Friday, July 20, 2007

The Suit

Robert regretted that first step out on the ice the most. Just like his first drink and his first marriage, it had led inexorably to disaster, but unlike these, in which more drink and marriage assuaged his error for a while, step after step had only stoked his foolhardiness and led to the current situation. Fortunately the boys nearby were old enough to know to go for help.

The water was cold and empty as space. He knew to hang on to the edge, to stretch his arms out over the frigid lip of ice. So he waited there, half floating and half perched, posed as if sleepwalking through a wintry desert. Only his head and arms poked up through the jagged hole he had made falling through the surface of the lake. The kids were standing at the edge staring, some laughing, some scared he would slip through and die in front of them.

Theoretically, he knew, if you kept your wits about you and didn’t flail you could survive easily, albeit unhappily, until help came. This was the story of his life. Margaret, his second wife, had just turned forty and as some sort of way of marking passage into a new stage in her life insisted he listen to how he had nearly ruined her life. He didn’t given a crap, and wished she would stop talking. But if he tried to shut the door on her, she would scream and cry until the neighbors called the police.
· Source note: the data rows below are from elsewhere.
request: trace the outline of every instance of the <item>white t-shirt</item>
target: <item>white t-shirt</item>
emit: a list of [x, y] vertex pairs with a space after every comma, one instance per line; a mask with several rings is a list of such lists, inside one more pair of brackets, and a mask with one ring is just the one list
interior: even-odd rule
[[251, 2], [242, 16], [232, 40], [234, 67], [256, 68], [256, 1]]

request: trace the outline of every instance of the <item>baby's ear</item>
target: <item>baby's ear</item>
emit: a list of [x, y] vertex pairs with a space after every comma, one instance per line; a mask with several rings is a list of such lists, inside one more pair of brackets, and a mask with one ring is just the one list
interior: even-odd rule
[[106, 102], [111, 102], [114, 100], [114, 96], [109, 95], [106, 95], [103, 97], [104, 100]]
“Alright, come on in. But I need to go pick up my dry cleaning before they close.”
Margaret sniffed and looked around at the safe beigeness of his apartment. She sat down on the new sectional. “I bumped into Ms. Fuckbunny the other day. She said you called it quits after three months. That’s a record for you.”

“Yes, well, it just wasn’t working out,” he said, holding his tongue. Margaret didn’t need to know about the fights over money, about how Anna had really only wanted him if he had enough money to buy a brownstone and take her to Europe.
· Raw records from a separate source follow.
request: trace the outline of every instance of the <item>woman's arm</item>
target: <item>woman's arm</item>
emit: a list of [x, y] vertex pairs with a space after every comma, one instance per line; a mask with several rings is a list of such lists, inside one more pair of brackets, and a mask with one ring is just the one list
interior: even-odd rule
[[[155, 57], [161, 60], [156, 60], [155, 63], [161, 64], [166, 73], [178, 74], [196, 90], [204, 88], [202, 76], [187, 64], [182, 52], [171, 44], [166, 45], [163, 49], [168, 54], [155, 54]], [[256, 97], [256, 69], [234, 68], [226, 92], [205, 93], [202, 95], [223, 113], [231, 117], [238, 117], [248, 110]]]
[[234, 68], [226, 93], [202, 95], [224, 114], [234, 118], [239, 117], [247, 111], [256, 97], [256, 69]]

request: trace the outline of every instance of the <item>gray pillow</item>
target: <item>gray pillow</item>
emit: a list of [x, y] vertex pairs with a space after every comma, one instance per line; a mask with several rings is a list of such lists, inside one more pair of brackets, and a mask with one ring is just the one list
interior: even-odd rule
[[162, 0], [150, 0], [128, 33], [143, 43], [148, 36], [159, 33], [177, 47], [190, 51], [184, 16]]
But now Margaret wouldn’t give up, no matter how much she did when they were married. “My therapist said you’re a psychic vampire, the kind of person that sucks the energy out of everything. It’s a wonder you even expect things to work out.” She fiddled with the buckle on her bag and looked down. “I was just so tired, you know?” Now she was looking over at the boys, her kitten heels digging into the slush. She was radiant in the sunlight, kind of like the Virgin Mary in a winter coat.

Robert tried to say something, found he had a hard time moving his lips. They were sealed shut against the chattering of his teeth; his jaws were starting to hurt despite the numbness everywhere else. “So am I,” he managed. So tired that sometimes he would play with closing his eyes when he was driving; always when it was safe, but practicing for the moment when it would be up to God or fate or some sorry trucker barreling back toward the highway. So tired that when he saw the ball out on the ice the danger became irresistible. Shining in the sun, it had beckoned to him like a pearl. It was like Anna, Anna when she claimed to love him, and turned toward him with her low-cut dress.
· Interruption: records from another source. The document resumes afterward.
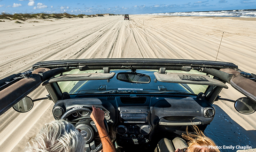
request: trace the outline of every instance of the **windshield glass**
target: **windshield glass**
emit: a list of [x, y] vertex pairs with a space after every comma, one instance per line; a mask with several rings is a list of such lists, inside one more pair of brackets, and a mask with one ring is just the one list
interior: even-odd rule
[[[151, 81], [147, 84], [132, 83], [121, 81], [116, 79], [116, 75], [121, 72], [131, 72], [131, 70], [112, 70], [115, 76], [109, 80], [97, 80], [76, 81], [58, 82], [62, 92], [70, 94], [88, 93], [171, 93], [198, 94], [204, 92], [208, 85], [181, 84], [161, 82], [156, 79], [154, 73], [158, 70], [138, 70], [136, 73], [150, 76]], [[182, 73], [202, 75], [196, 70], [189, 72], [178, 70], [166, 70], [168, 73]], [[78, 69], [63, 73], [67, 74], [103, 73], [102, 70], [80, 71]]]

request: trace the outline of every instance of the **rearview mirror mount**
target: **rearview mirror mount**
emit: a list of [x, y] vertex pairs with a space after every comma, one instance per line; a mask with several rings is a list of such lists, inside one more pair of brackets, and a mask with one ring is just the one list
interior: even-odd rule
[[28, 96], [24, 97], [13, 106], [14, 109], [20, 113], [25, 113], [32, 109], [34, 102], [31, 98]]
[[149, 84], [150, 77], [149, 76], [136, 72], [120, 72], [116, 75], [117, 80], [130, 83]]

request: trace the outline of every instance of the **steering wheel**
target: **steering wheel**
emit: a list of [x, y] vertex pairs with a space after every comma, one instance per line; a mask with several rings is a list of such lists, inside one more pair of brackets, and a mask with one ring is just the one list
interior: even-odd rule
[[[78, 111], [86, 111], [90, 113], [92, 113], [92, 110], [87, 107], [83, 107], [78, 108], [72, 108], [66, 111], [61, 119], [66, 119], [71, 114]], [[107, 131], [109, 132], [109, 127], [105, 118], [104, 119], [104, 124]], [[80, 133], [85, 140], [85, 152], [99, 152], [101, 150], [102, 144], [101, 138], [97, 134], [98, 129], [92, 118], [89, 117], [80, 120], [76, 124], [76, 128], [81, 130]]]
Six birds flew overhead. Robert felt giddy as he tilted his head back and watched them fly across the sky and over the trees. Margaret had left him, again. The slim evergreens rocked gently in the wind, whispering of things dark and alive. Robert’s mother had lived near the forest, in a small house that smelled of bread. She had thought Margaret was too plain but approved of Anna. And his first wife, she had refused to even talk to.

“You don’t listen,” she said. “Never did, no sense in that head of yours.” His mother always had a sour look on her face, as if she’d tasted something bad. She looked at the situation he had gotten into, and crossed her arms. Robert could hardly hear her, but knew she wasn’t saying anything nice.

His fingers slipped a little, and he began to cry. His legs were numb now, but the icy water could do nothing for the feelings that burned in his chest. There was no point arguing. He was a fool, or he wouldn’t be shoulder-deep in the water on a cold winter day. The tears froze on his eyelashes, or seemed to; they simply would not go away. The boys were hazy, colored streaks, the sky a dirty, dishwater-gray nothingness that made him dizzy.

His vision slowly cleared, and as he blinked he saw a police car and a rescue truck pull up by the side of the lake. People got out and milled around, pointing at him and talking to the boys, who had gathered to look at the rescue equipment. Their voices were tinny and distant. He could hear one of the boys laughing.

Robert saw something spidery and bizarre gesturing from the edge of the lake, a man in an orange suit, kneeling down to shimmy over the ice. The suit was the color of moving vans and oriental poppies, and it stood out like flame against the surrounding whiteness. Robert thought of visiting his mother for the last time before the nursing home, the seed pods shaking like maracas in the autumn winds. The flowers were memories, bright points in pictures packed in the little boxes along with remnants of his childhood. Things used to be so perfect.

The figure stretched out and slithered toward him, shining and glorious. For the first time in his life, Robert let go. He felt a pair of strong arms encircle his chest and closed his eyes against the water, knowing that for once, quite possibly, everything would be okay.